天に輝く星が人の運命や世の中に作用しているという考え方は古来より伝わります。
もともとは西洋で出来上がった占星が、インドに伝わり、それが仏教の伝来と共に中国に伝わりました。
仏教の中でも比較的インド色の強いとされる密教では、ヒンズーの教えも色濃く残されています。
いわゆる占星術自体は、インドから中国、中国から密教占星術として真言宗の開祖空海により日本に伝わりました。
高野山真言宗、別格本山である法多山尊永寺にも、その教えは伝わり残されています。
星は数多くあるので、「百味御供(ひゃくみおんく)」というさまざまな味、種類のお供え物を祭壇の前に揃えおまつりします。
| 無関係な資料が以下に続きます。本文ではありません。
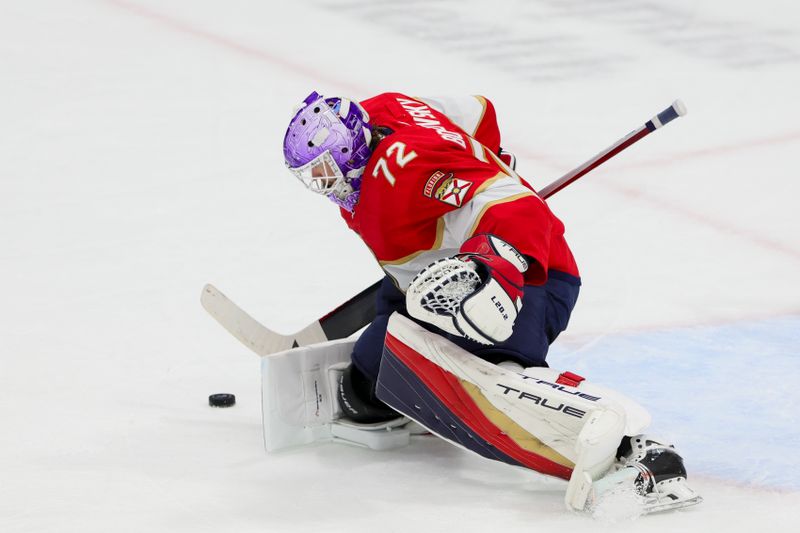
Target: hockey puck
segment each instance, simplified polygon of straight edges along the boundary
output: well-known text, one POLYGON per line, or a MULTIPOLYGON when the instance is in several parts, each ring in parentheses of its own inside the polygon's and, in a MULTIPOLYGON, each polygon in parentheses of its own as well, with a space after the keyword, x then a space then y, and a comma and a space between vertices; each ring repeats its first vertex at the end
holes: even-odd
POLYGON ((208 397, 208 405, 211 407, 231 407, 236 405, 236 396, 233 394, 212 394, 208 397))

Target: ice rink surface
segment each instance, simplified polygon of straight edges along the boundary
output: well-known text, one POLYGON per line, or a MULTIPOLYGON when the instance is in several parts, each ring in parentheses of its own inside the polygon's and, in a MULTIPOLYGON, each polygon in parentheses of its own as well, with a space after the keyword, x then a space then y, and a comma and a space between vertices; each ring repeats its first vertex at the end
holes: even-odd
POLYGON ((0 2, 0 531, 796 531, 800 8, 722 0, 0 2), (705 502, 606 524, 433 437, 266 455, 213 282, 293 331, 380 276, 284 170, 311 90, 483 94, 583 276, 549 357, 637 398, 705 502), (214 410, 208 394, 238 405, 214 410))

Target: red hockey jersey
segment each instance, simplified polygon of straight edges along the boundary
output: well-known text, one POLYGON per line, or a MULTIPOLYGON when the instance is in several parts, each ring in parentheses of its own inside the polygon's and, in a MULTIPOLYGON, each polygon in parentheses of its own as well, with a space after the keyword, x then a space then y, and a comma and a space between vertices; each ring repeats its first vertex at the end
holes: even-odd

宿曜経(すくようきょう)というお経には、占星、ホロスコープの事が書かれ、どうやって星をおまつりすればよいか?その星が人の運命にどう作用するか?天上の星の動きと、人の運命に関係が記され、今でも真言宗の寺院では、星をおまつりすることをしっかりと続けています。
例えば五黄土星 六白金星のような、九星(きゅうよう)一白水星 二黒土星 三碧木星 四緑木星 五黄土星 六白金星 七赤金星 八白土星 九紫火星など、
9つの主要な天体と、七曜(日・月・火・水・木・金・土)に羅睺 (らごう) と計都 (けいと) の二星を加えた9つの星(九曜)が、一年の運勢に関わりが深いと伝わります。
平安時代には、陰陽師のように「宿曜師(すくようし)」と呼ばれる専門職が宮中に置かれ、その役割は僧侶が担っていました。
人も星も天の巡りに合わせて動き、火曜星や計都星、羅睺星など、これらの星が9年かけて回ってくると、その年はよくない年とされ、悪いことを良いことに変えるように、その星をお祭りするなどの作法も今に残されています。
弘法大師と呼ばれ今も人々に慕われる、高野山真言宗の開祖空海の教えを色濃く残す法多山尊永寺では、星をまつる寺院として「星祭」をはじめ、「星満夜」など星に関係する多くの祭事や行事を今も執り行っています。